The album was released in the US on Columbia CS 9671. A full-page ad for the album appeared on page 5 in the 5 October 1968 issue of Billboard, alerting readers that the album was shipping that week. The ad also said that the album was in 4-track and 8-track stereo tape cartridges and 4-track reel-to-reel stereo tape.

The record was released in South Africa on Date DAS 2012. The band's pictures were not shown on the cover. This may be because South African authorities didn't allow multi-racial groups to be seen. A similar example would be The Foundations who had the cover blurred on their 1967 From the Foundations album, , and their Digging the Foundations album.

==Reception==
The album had a positive review from Record World in the magazine's 12 October 1968 issue. The reviewer noted the tight instrumentation and vital vocals, finishing off by saying that the album was something that the teens will make sure to own.

The album received a positive review in the March 1969 issue of Beat Instrumental. Even though the reviewer didn't consider the backing as solid as the vocals, the songs "I Wish It Would Rain" and "Rock Me Mama" were noted as ones that took them right back to the gospel roots. The reviewer also said that they performed it better than most.

==Charts==
===US===
====Billboard====
For the week of 12 October 1968, the album debuted at no. #194 in the Billboard Top LP's chart. It peaked at no. 16 for the week of 12 December during its 21-week chart run.
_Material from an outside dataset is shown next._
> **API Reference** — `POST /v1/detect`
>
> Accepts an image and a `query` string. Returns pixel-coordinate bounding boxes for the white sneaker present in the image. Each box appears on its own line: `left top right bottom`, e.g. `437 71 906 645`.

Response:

The album made its debut at no. 48 in the Billboard Best Selling Rhythm & Blues LPs chart for the week of 2 November 1968. The group's other album, The Time Has Come was at no. 12 in the same chart, and had been in the chart for ten weeks.
====Record World====
The album debuted at no. 86 in the Record World 100 Top LP's chart for the week of 19 October 1968. Having been in the chart for seven weeks, the album peaked at no. 13 for the week of 30 November, and held that position until 7 December.
====Cash Box====
For the week of 19 October, A New Time - A New Day debuted at no. 107 in the Cash Box 101 - 140 albums chart. For the week of 26 October, the album debuted at no. 100 in the Cash Box Top 100 Albums chart. The album peaked at no. 20 on the Top 100 Albums chart for 30 November 1968.

===Canada===
====RPM Weekly====
The album debuted at no. 46 in the RPM Weekly Top 50 Albums chart for the week of 11 November. The album reached the position of no. 19 for the week of 2 December 1968.

==Track listing==
- A1. "I Can't Turn You Loose", (Otis Redding)
- A2. "Guess Who", (Jesse Belvin, JoAnn Belvin)
- A3. "Do Your Thing", (Brian Keenan, George Chambers, Joseph Chambers, Lester Chambers, Willie Chambers)
- A4. "Where Have All the Flowers Gone", (Pete Seeger)
- A5. "Love Is All I Have", (Brian Keenan)
- A6. "You Got the Power - To Turn Me On", (Willie Chambers)
- B1. "I Wish It Would Rain", (B. Strong*, N. Whitefield*, R. Penzabene)
- B2. "Rock Me Mama", (Arr. The Chambers Brothers)
- B3. "No, No, No, Don't Say Good-By", (Willie Chambers)
- B4. "Satisfy You", (Gary St. Clair, Timothy Michael O'Brien)
- B5. "A New Time - A New Day" (Brian Keenan, Joseph Chambers)

==Later years==
"New Time, New Day" was performed by Moonalice with Lester Chambers on vocals at an event held at Golden Gate Park in San Francisco on 18 December 2021.